Jesse Adams, Maureen Carney, Owen Freeman-Daniels & Paul Spector: Override is fair, open process for Northampton
To the editor:
Another override. Another referendum on whether the city should be able to raise additional revenue through the last process available. The override is a fair process: the voters get to decide whether they will accept higher taxes in return for services. It is also an open process: when the city tightens its belt, the painful cuts are laid out for everyone to see. Now, there aren’t enough painless cuts available to balance the budget.
One of the first reactions is to point the accusatory finger at the city government and blame it for overspending and waste. We wish this were the case. If it were, we could fix it internally, without an override. However, this is not the case. As long as Proposition 2½ remains the law of the Commonwealth, Northampton, and all cities and towns, will be left with an unworkable financial situation.
Inflation outruns the 2½ percent the city is allowed to increase property taxes.
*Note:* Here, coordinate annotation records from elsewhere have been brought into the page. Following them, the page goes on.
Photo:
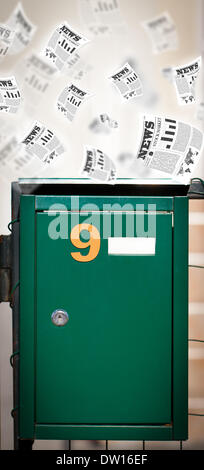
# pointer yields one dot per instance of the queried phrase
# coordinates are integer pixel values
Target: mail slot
(102, 310)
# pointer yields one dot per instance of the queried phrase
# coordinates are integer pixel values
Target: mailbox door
(112, 361)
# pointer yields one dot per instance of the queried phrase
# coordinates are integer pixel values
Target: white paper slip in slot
(131, 246)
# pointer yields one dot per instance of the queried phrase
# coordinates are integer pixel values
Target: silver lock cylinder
(59, 317)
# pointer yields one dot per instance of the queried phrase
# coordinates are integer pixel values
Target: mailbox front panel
(111, 363)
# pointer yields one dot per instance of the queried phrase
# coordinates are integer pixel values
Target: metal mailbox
(102, 311)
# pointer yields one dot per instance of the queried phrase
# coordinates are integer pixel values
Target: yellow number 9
(94, 242)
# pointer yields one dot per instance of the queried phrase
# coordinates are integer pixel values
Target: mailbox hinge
(5, 268)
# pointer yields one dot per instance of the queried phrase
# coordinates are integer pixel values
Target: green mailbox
(101, 310)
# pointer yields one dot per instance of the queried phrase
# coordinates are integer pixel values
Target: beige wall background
(104, 55)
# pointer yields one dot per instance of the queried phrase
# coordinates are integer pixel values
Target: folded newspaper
(98, 166)
(13, 159)
(10, 97)
(105, 119)
(6, 40)
(101, 17)
(184, 80)
(170, 146)
(162, 32)
(43, 143)
(70, 99)
(39, 74)
(200, 111)
(63, 43)
(24, 29)
(127, 82)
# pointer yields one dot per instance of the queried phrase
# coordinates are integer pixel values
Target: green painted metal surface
(77, 202)
(180, 319)
(111, 363)
(27, 315)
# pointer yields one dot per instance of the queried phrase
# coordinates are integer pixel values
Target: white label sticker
(131, 246)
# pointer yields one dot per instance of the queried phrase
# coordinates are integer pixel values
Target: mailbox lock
(59, 317)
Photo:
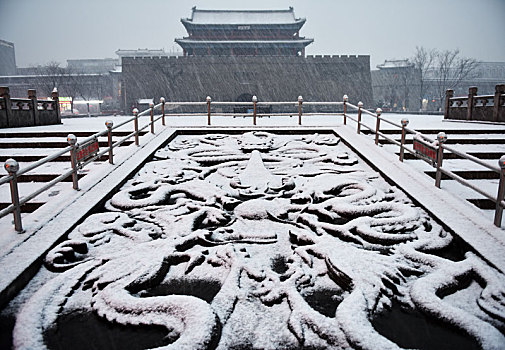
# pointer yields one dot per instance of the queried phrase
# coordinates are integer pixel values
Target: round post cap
(11, 166)
(501, 162)
(441, 137)
(71, 139)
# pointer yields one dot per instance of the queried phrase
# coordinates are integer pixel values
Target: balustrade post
(345, 98)
(5, 93)
(151, 106)
(56, 99)
(300, 101)
(32, 95)
(72, 141)
(360, 105)
(499, 90)
(377, 126)
(472, 92)
(441, 138)
(12, 168)
(109, 125)
(209, 100)
(501, 193)
(162, 101)
(405, 122)
(447, 108)
(255, 99)
(136, 125)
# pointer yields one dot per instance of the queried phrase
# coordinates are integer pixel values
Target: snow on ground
(298, 245)
(260, 241)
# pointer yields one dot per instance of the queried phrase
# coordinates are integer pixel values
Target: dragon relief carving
(261, 241)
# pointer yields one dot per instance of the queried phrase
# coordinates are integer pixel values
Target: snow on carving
(262, 241)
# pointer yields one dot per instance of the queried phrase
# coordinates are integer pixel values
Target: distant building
(396, 86)
(7, 58)
(243, 33)
(232, 55)
(93, 65)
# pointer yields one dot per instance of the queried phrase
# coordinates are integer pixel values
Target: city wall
(226, 78)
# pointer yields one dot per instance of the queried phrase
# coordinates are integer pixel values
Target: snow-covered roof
(395, 64)
(249, 43)
(245, 17)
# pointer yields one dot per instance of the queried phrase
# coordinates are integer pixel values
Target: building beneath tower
(243, 33)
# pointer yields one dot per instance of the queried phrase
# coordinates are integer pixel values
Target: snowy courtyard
(261, 240)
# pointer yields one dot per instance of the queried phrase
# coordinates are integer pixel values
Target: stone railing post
(162, 101)
(32, 95)
(360, 106)
(72, 141)
(151, 106)
(441, 138)
(345, 98)
(472, 92)
(136, 125)
(447, 108)
(255, 99)
(404, 122)
(4, 92)
(109, 124)
(377, 126)
(501, 192)
(209, 100)
(12, 167)
(300, 101)
(55, 97)
(499, 90)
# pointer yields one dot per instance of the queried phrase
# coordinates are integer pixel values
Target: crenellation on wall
(225, 78)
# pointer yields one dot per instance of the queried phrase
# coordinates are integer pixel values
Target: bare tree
(450, 70)
(423, 60)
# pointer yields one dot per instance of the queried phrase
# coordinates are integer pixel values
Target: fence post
(472, 92)
(151, 106)
(255, 99)
(32, 95)
(405, 122)
(12, 168)
(56, 98)
(136, 124)
(209, 100)
(162, 101)
(447, 108)
(109, 125)
(498, 91)
(501, 193)
(345, 98)
(377, 126)
(441, 138)
(300, 101)
(72, 141)
(5, 93)
(360, 105)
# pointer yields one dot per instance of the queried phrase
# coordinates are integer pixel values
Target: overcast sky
(57, 30)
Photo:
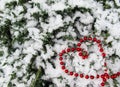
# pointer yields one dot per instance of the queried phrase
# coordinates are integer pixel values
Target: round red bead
(91, 77)
(97, 76)
(80, 54)
(79, 44)
(87, 77)
(94, 39)
(61, 63)
(90, 38)
(78, 49)
(81, 75)
(102, 84)
(63, 67)
(66, 71)
(73, 49)
(101, 49)
(85, 38)
(68, 49)
(103, 54)
(81, 40)
(76, 74)
(60, 58)
(71, 73)
(60, 54)
(98, 41)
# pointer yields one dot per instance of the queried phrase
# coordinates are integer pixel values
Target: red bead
(85, 38)
(86, 56)
(103, 76)
(79, 44)
(90, 38)
(91, 77)
(60, 54)
(71, 73)
(81, 75)
(104, 80)
(99, 45)
(63, 67)
(81, 40)
(60, 58)
(73, 49)
(83, 57)
(68, 49)
(76, 74)
(63, 51)
(118, 73)
(102, 84)
(105, 64)
(66, 71)
(97, 76)
(98, 41)
(87, 77)
(101, 49)
(61, 63)
(94, 39)
(78, 49)
(80, 54)
(103, 54)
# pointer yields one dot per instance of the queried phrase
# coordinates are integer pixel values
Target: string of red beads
(84, 55)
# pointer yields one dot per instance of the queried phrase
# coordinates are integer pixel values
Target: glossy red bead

Health care and salaries, a majority of our budget, grow at a pace considerably higher than 2½ percent. We are forced to live with continuing cuts in federal and state aid and yet we are required to fund more and more mandates both from Boston and Washington.
After we realize that finger-pointing won’t stave off coming cuts in service, we should ask whether there is a good plan to use the money. The answer is yes. The mayor has proposed a four-year plan to use some of this override to stabilize the budget in future years.
While we do understand the hardship this brings to some, without this override the city must continue to cut into the very core of city services. Though we wish there were a progressive state income tax with an increase in aid to towns and cities, we support this override because there really is no other choice. Please join us in voting yes on June 25.
The writers are members of the Northampton City Council.